Before starting his freshman year, he enrolled in the Moc Up summer program, designed to give first-gen students a smooth transition to college life. He’s now a peer mentor in Moc Up.
“I attribute a lot of my success to that program. It is just tremendous,” Aponte said. “It really did instill, at least in me, a sense of community and a sense of investment in my future.”
He moved to the United States in 2017 after Hurricane Maria devastated Puerto Rico. His mother said he could stay on the island, which was still a wreck, or he could move to the U.S. to live with his aunt in Tennessee.
“My mom sat me down and she laid the cards on the table. She put the decision in my hands, but it was kind of like, ‘This is what you’re doing,’” he recalled with a smile, “so I just packed up and left.”
Moving to Middle Tennessee was a culture shock, especially since he was one of only eight Hispanic students in Watertown High School, which is about 40 miles east of Nashville.
“We were really close. We had to be,” he said. “We did everything together, so it was not as lonely as you would think because you find people along the way, and I was blessed with good people.”
Although Aponte will have a bachelor’s degree in hand, he’s not leaving UTC. In fall semester 2023, he will start working on a master’s degree in public administration at the University. He was accepted to graduate programs at both UTC and the University of Georgia, but decided to stay in Chattanooga.
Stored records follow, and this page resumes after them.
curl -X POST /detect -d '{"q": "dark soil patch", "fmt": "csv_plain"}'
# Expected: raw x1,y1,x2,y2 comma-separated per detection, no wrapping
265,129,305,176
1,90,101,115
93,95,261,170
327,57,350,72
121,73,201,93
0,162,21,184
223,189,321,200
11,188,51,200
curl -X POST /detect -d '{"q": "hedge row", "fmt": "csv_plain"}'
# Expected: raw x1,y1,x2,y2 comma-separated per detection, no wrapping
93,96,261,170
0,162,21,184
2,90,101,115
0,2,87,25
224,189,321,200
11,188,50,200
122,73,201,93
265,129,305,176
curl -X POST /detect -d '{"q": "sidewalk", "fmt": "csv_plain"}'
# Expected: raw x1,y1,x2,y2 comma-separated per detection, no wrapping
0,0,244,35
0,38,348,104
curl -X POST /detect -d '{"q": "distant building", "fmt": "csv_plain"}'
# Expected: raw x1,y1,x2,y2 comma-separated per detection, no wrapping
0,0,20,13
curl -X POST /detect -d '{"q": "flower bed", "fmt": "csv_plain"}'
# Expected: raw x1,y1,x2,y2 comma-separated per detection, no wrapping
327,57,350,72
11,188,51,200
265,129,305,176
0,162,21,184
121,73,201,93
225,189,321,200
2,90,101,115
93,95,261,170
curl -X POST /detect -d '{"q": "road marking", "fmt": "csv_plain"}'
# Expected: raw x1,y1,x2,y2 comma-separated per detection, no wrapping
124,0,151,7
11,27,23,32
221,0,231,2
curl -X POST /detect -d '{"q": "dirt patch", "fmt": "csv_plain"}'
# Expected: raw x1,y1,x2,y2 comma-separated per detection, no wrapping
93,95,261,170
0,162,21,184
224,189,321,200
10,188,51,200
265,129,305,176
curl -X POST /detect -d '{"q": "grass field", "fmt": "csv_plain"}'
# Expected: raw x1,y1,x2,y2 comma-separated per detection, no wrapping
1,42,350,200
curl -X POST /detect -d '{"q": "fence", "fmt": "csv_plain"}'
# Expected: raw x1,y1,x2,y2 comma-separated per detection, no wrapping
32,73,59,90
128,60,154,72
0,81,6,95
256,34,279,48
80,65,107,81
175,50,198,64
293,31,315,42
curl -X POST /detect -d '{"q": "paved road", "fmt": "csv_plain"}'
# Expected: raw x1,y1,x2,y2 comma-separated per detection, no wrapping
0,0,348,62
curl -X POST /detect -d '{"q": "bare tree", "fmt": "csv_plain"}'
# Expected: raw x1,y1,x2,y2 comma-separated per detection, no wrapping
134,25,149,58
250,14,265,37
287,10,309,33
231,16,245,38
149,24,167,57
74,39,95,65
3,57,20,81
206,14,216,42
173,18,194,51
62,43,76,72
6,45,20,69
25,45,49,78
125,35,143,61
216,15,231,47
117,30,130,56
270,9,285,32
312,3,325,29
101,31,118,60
“I’ve worked with student programming; I’ve worked with different departments on campus. I really love the work; it’s something that I truly enjoy,” he said.
“But I’m also not closing myself to other opportunities that may arise. I think that public administration will make me a rounded individual that will allow me to stay here if I want or take other opportunities if I want.”
Aponte said he finished his undergraduate life having learned a powerful lesson: Commitment.
“I don’t think that this, by any stretch of the imagination, is easy. It takes being committed to go through everything that you have to go through as a student and all the financial struggles and all the stuff that’s stress-inducing and stick with it,” he said.
“You find motivation and you find a way to keep going no matter how hard it is, no matter how big the project might seem. You keep chipping at it until it comes down.”
If he had a piece of advice for new students, he’d “steal” what he was told by Jason Harville, assistant director of Student Success Programs: “Closed mouths don’t get fed.”
“Talk to someone,” Aponte said. “It can be hard. It can be scary, and maybe you don’t know who to talk to; but if you need help, you need to seek it out because nobody knows what you’re going through.
“So please, please, please talk to somebody. Because, in my experience, people are more than willing to help around here.”